HukumID | Banggai — Kerusakan lingkungan di pesisir timur Kabupaten Banggai kian mengkhawatirkan. Organisasi lingkungan Iguana Tompotika secara tegas mengecam aktivitas enam perusahaan tambang nikel pemegang Izin Usaha Pertambangan (IUP) di Desa Siuna, Kecamatan Pagimana, yang dinilai telah menyebabkan bencana ekologis dan ekonomi bagi masyarakat setempat.
Dalam siaran persnya, Ketua Iguana Tompotika, Moh. Hidayat, menyatakan bahwa pembukaan lahan tambang secara masif dan pembuangan limbah ke wilayah pesisir telah menghancurkan sekitar 18 hektare hutan mangrove, merusak saluran irigasi vital, serta menyebabkan gagal panen pada 250 hektare sawah warga.
“Ini bukan sekadar pelanggaran administratif. Ini adalah bencana ekologis dan ekonomi yang disengaja,” tegas Hidayat.
Menurutnya, aktivitas tambang yang sembrono telah mencemari rawa-rawa dan saluran air yang menjadi sumber kehidupan bagi petani. Hutan mangrove yang berfungsi sebagai benteng alami terhadap abrasi dan habitat berbagai spesies kini rusak parah.
“Kalau ini terus dibiarkan, bukan hanya nelayan kehilangan lautnya, petani pun kehilangan tanahnya,” imbuhnya.
Iguana Tompotika mendesak Bupati Banggai untuk segera mengeluarkan rekomendasi penghentian seluruh aktivitas tambang di Desa Siuna tanpa menunggu proses audit atau pencabutan izin.

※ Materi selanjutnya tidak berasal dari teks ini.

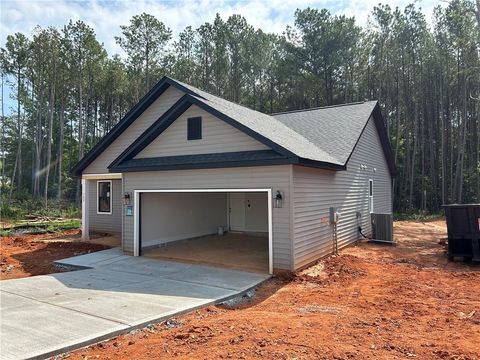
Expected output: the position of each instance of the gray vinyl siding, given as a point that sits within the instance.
(273, 177)
(148, 117)
(316, 190)
(109, 223)
(217, 137)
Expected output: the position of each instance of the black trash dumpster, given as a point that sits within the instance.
(463, 225)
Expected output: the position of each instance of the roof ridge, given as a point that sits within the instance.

Mereka juga meminta agar Kementerian Lingkungan Hidup dan Kehutanan (KLHK), Kementerian ESDM, dan aparat penegak hukum turun tangan melakukan investigasi menyeluruh.
“Kami menduga kuat ada pelanggaran hukum lingkungan hidup yang serius. Ini harus ditindak, bukan ditunda,” kata Hidayat.

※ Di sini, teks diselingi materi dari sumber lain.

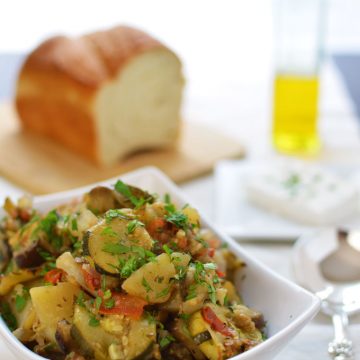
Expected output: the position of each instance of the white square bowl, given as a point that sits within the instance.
(287, 308)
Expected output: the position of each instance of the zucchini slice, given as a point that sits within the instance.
(103, 342)
(127, 195)
(92, 342)
(100, 199)
(112, 241)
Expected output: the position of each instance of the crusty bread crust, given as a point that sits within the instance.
(59, 80)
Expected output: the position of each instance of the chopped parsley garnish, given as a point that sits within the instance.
(48, 226)
(124, 190)
(146, 285)
(20, 302)
(184, 316)
(181, 272)
(93, 321)
(191, 292)
(128, 267)
(108, 231)
(107, 294)
(167, 249)
(179, 219)
(212, 293)
(8, 316)
(109, 304)
(103, 282)
(45, 255)
(132, 225)
(163, 293)
(116, 248)
(210, 266)
(166, 340)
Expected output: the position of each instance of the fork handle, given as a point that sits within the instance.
(341, 347)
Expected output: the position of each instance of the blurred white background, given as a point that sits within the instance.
(223, 43)
(226, 47)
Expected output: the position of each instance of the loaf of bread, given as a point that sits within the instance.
(103, 95)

Selain penghentian tambang, Iguana Tompotika juga menuntut:
- Rehabilitasi total hutan mangrove yang telah dirusak;
- Perbaikan saluran irigasi yang terdampak;
- Kompensasi kepada petani yang mengalami gagal panen akibat pencemaran lingkungan.

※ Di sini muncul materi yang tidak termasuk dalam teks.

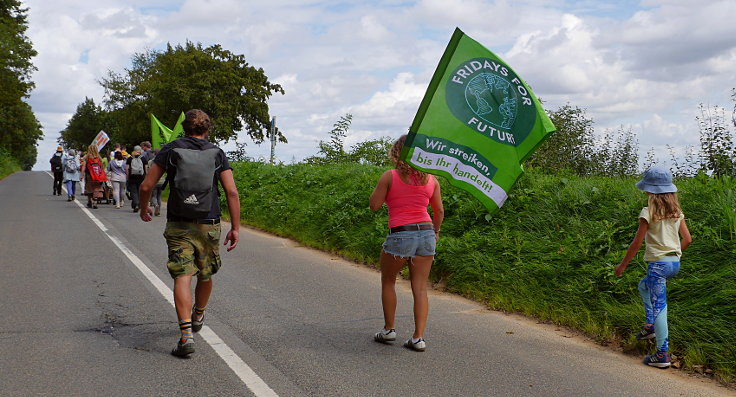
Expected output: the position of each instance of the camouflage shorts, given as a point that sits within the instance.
(193, 249)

Organisasi ini juga menyerukan evaluasi ulang seluruh izin tambang yang berada di kawasan rawan ekologis. Menurut Hidayat, Desa Siuna seharusnya merupakan zona pangan dan ekologi, bukan kawasan industri ekstraktif.
Iguana Tompotika mempertanyakan bagaimana izin tambang bisa diterbitkan di wilayah yang jelas-jelas memiliki kawasan lindung dan pertanian aktif. Mereka menduga kemungkinan adanya penyimpangan dalam proses AMDAL atau manipulasi data dalam penerbitan izin.
“Jika ditemukan pelanggaran terhadap UU No. 32 Tahun 2009 tentang Perlindungan dan Pengelolaan Lingkungan Hidup, maka pelakunya bisa dijerat pidana hingga 10 tahun penjara dan denda Rp10 miliar. Ini bukan hanya soal sanksi administratif, tapi juga pidana,” tegas Hidayat.
Iguana Tompotika menegaskan tidak akan tinggal diam. Jika tidak ada tindakan dari pemerintah dan aparat penegak hukum, mereka siap menempuh jalur hukum dan memobilisasi gerakan rakyat untuk melindungi tanah dan laut Desa Siuna.
“Kami tidak meminta keajaiban, kami menuntut keadilan ekologis. Jika negara tak hadir, maka rakyat akan turun tangan,” pungkasnya.